Special equipment: a mandoline
For the dip: Combine the yogurt, dill, cucumber, 1/2 teaspoon salt and several grinds of pepper in a small bowl. Cover and refrigerate until ready to serve.
For the summer rolls: Prepare the rice vermicelli according to the package directions. Drain, pat dry and set aside.
Preheat an outdoor grill or a grill pan to medium high.
Grill the onions until charred, about 3 minutes per side. Separate the onion rounds into individual rings.
Sprinkle the steak with salt and pepper. Grill until nicely charred and medium rare, 4 to 5 minutes per side. Let rest for 10 minutes, then trim and slice on the bias and against the grain into 24 long strips.
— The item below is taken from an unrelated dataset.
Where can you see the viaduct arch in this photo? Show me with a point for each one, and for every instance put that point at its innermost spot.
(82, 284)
Build the summer rolls: Fill a large bowl with water. Working one at a time, submerge a rice wrapper in the water until pliable. Lay out on a paper towel. Arrange a row of radishes in the center of the wrapper. Put a row of the herbs on one side and a row of alternating carrots and cucumbers on the other. Top all the veggies with a single layer of spinach, then 3 slices of steak, 3 small onion rings and one-eighth of the noodles. Top with another single layer of spinach leaves. Fold in the sides and roll up like a burrito. Cover with a damp paper towel. Repeat with the remaining ingredients. Serve with the dip on the side.